Neonatal Exam: An exam performed on a newborn foal to look for potential health issues. The umbilicus may be dipped with iodine and the foal may be administered an enema to ensure passage of the meconium. It is strongly recommended that all foals are tested for IgG levels 12 hours after standing and nursing for the first time to ensure adequate ingestion and absorption of colostrum and the important antibodies it contains.

Ophthalmic Exam: An examination of the horse’s eye(s). This exam may involve staining of the horse’s eye to look for ulcers or scratches. A special scope and light (Ophthalmoscope) is used to look at the back of the horse’s eye.

Physical Exam: A general exam of the horse for a variety of concerns

Postpartum Exam: An examination of a mare after she has foaled. In addition to a physical exam, the mare will also be examined for evidence of vaginal tearing or trauma.

Pre-purchase Exam: A complete and comprehensive exam performed at the request of the buyer. This exam includes a basic physical exam, oral exam, ophthalmic exam, and lameness exam.
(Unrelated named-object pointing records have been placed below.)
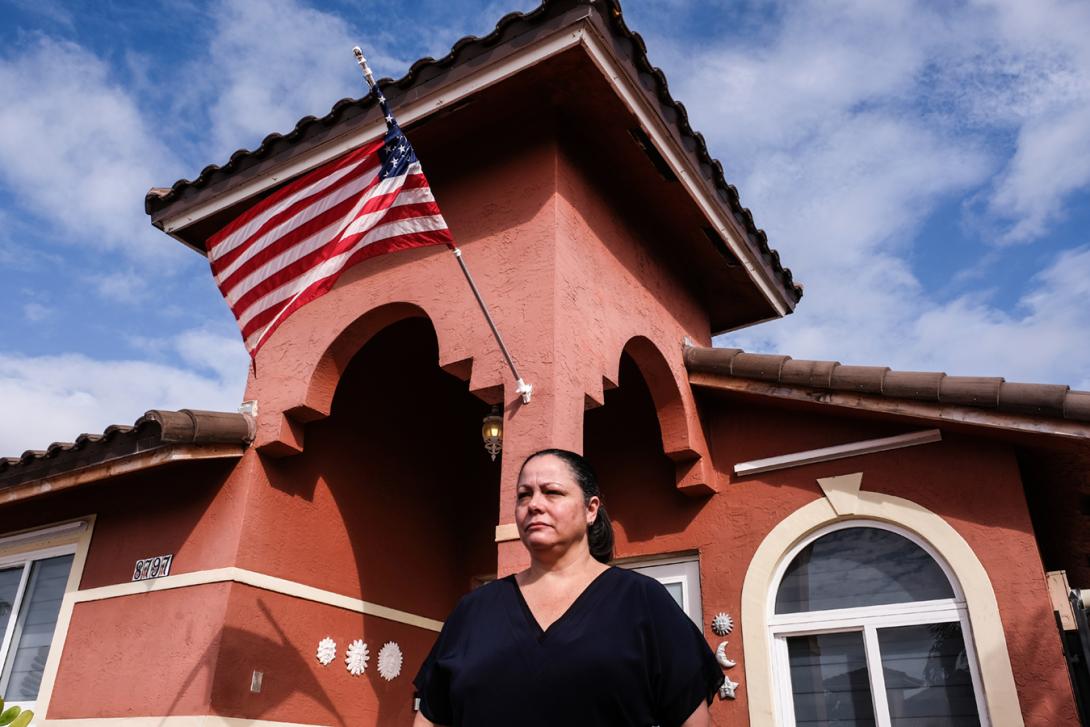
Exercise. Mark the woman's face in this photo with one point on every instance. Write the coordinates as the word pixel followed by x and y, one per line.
pixel 549 511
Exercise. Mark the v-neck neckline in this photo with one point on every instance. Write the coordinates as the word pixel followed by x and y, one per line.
pixel 535 627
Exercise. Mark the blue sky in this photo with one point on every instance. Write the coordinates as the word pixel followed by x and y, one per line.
pixel 923 167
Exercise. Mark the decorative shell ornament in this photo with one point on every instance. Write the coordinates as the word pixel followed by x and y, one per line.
pixel 389 661
pixel 727 689
pixel 327 651
pixel 355 659
pixel 723 625
pixel 721 656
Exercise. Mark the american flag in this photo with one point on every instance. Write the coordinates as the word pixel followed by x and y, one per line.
pixel 289 249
Additional exams or diagnostics may be performed at an additional cost such as a coggins test, blood work/testing, health certificate exam, radiographs, etc.

Progress Exam: A follow-up exam to determine if the horse is improving on the prescribed treatment or management strategies previously recommended.

Reproductive Exam: An examination of a mare for reproductive purposes. This may involve rectally ultrasounding the mare to look at her ovarian follicles and uterus and/or a vaginal speculum exam.

Wellness Exam: An annual exam typically performed during routine preventative care visits to monitor for general ill-health such as heart and lung problems, temperature, body condition, etc.

Wound Exam: An examination of a wound of any sort to a horse’s body. Depending on the extent of the wound, your veterinarian will determine if stitched are necessary, if bandaging is appropriate, or if topical wound treatment is required and to what extent. If a horse’s tetanus vaccine is not up-to-date, a booster should be given immediately.